After it was all over, his teacher had a revelation but it wasn't the one I was hoping for. She feels that when he hears a "request" (I hear "command") he should snap to the appropriate response. She believes he is choosing to do what he wants, and should "fear" what will happen if he doesn't comply. She thinks he is a "strong-willed child" and he needs to learn to respect authority. She went on to say that she isn't going to take the time to go over and talk to him about why he is making the noises unless she is required to.

I'm flabbergasted that this is a woman who has taught for over 25 years! Isn't part of our job to help kids with their social/emotional learning along with the academics?!?!? I know that he doesn't do these things out of disrespect. And honestly, if I could have gotten him to "comply" with requests so easily none of us would be in this situation.

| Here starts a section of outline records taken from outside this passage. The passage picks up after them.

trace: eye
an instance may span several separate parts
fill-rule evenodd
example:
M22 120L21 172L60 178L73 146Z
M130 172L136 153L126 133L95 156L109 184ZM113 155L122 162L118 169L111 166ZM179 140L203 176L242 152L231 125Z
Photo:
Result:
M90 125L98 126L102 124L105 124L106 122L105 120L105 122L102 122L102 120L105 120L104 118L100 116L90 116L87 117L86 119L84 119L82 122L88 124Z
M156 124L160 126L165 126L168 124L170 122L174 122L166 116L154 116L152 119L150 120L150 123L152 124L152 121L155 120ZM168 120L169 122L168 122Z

Right now, I plan to move forward with a SPED referal to assure that he gets the support he needs. I have the letter from the Dr. with his ADHD diagnosis, and I have my letter written.
 

Marguerite

Active Member
I am not surprised at the revelation of the teacher's response. I'm sorry, but it is confirmation of what I suspected - this is sounding like she is unwittingly triggering him with her attitude and it is only going to get worse until she gets it.

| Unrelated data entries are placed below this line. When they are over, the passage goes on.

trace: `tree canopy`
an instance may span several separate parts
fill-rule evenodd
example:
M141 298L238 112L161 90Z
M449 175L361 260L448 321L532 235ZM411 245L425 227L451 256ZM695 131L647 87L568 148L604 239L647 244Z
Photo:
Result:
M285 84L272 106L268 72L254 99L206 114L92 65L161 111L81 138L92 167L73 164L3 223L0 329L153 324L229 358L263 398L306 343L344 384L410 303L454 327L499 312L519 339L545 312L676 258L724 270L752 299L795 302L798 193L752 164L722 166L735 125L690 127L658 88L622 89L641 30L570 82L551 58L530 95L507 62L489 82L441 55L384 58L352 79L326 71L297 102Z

I know you don't want to consider Asperger's, but it is what I see, at least to the level of some traits even if not enough for a diagnosis formally. It would explain a great deal and also make a very effective working hypothesis. A lot of ADHD kids have this partial crossover and similarity, and respond to similar methods as Aspie kids. Often respond really, really well to the point of eventually adapting completely and masking the symptoms almost completely. I can attest to this from personal experience - my now-adult kids.

Some teachers really annoy me when they have the attitude of "I've been teaching for all these years, don't you try to tell me ow to do my job," when clearly they have not updated their training, their reading or their curriculum materials for decades. Sounds like your son's teacher could be in this category?